ファイル管理はフォルダー分けが基本!3階層まで

 ファイルを管理する方法はいくつかあるが、主流はフォルダー分けとタグ付けの2パターンとなるだろう。タグ付けは、ファイルのメタデータにキーワードを付けて管理する方法。検索機能を利用し、必要なファイルを手軽に絞り込めるので、保存場所を気にしなくてよいのがメリット。フォルダー分けの手間が不要なのだ。
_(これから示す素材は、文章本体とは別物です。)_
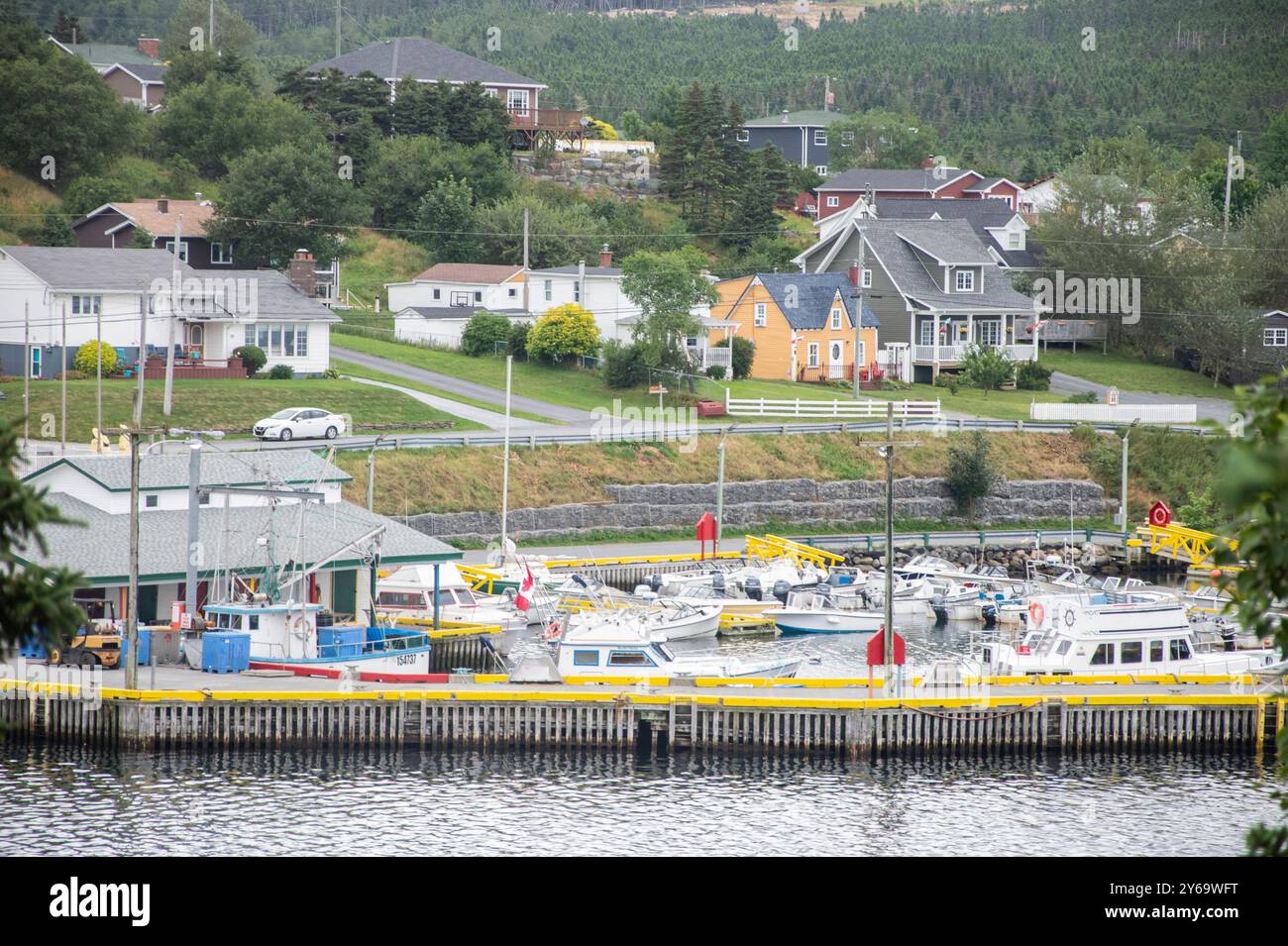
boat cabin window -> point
(629, 658)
 例えば、プレゼン資料なら「仕事」「A社」「プレゼン」「プロジェクトX」といったタグを付け、必要に応じてキーワード検索する。この方法は画像管理やメール管理ではよく利用されている。しかし、日々の仕事で新しいファイルをたくさんやり取りする場合は、タグ付けの手間が無視できなくなる。やはり、昔ながらのフォルダー分けのほうが効率的だ。

 仕事で使うすべてのファイルは「仕事」フォルダーに集約し、その下に中分類のフォルダーを作成する。業務によって、「A社」「B社」になるかもしれないし、「プロジェクトA」「プロジェクトB」になるかもしれない。バックオフィス業務であれば、「経費管理」「契約書」といった分類になることもあるだろう。さらに、中分類の下には「領収書画像」「資料」「請求関連」など、業務に合わせた小分類フォルダーが必要になるかもしれない。
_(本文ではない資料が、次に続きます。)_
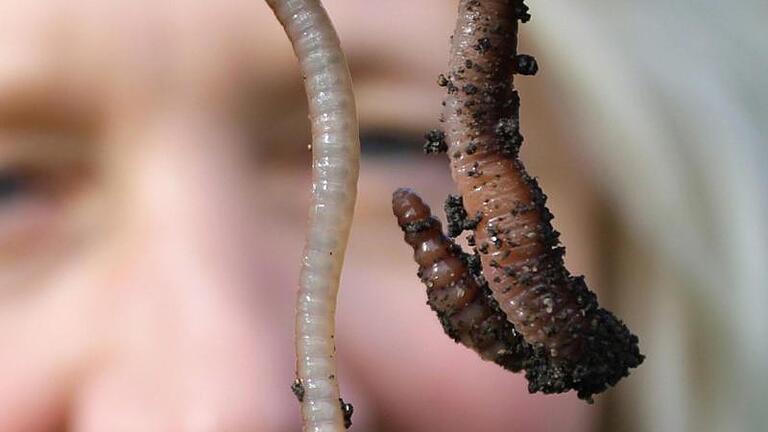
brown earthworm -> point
(458, 295)
(577, 344)
(336, 158)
 このフォルダー分けは利用スタイルに合わせて、マイルールを作ろう。人によっては時系列を中分類にしたほうがいい場合もある。例えば、「仕事」の下に「2021」「2022」と年のフォルダーを用意し、その中に小分類として取引先の社名やプロジェクト名のフォルダーを作るほうが分かりやすいかもしれない。

 フォルダー分けは便利だが、基本的には3階層までにしておこう。検索するのであればいくら深くしてもよいのだが、手動で管理したり、探したりするなら3階層くらいがちょうどよい。ちなみに、筆者の場合は「仕事」→「出版社(取引先)」→「日付と特集名・連載名(案件)」といった階層になっている。

 仕事に関するファイルはすべて、この「仕事」フォルダーにのみ保存することで、データを探す際もバックアップする際も、手間がかからないのがメリットだ。

 ちなみに、「大分類」フォルダーの保存場所はどこでもいいが、エクスプローラーを開いて簡単にアクセスできるところがオススメ。Cドライブの直下や標準の「ドキュメント」フォルダーでもいい。起動ドライブの容量を消費したくないなら、Dドライブなどに保存するといいだろう。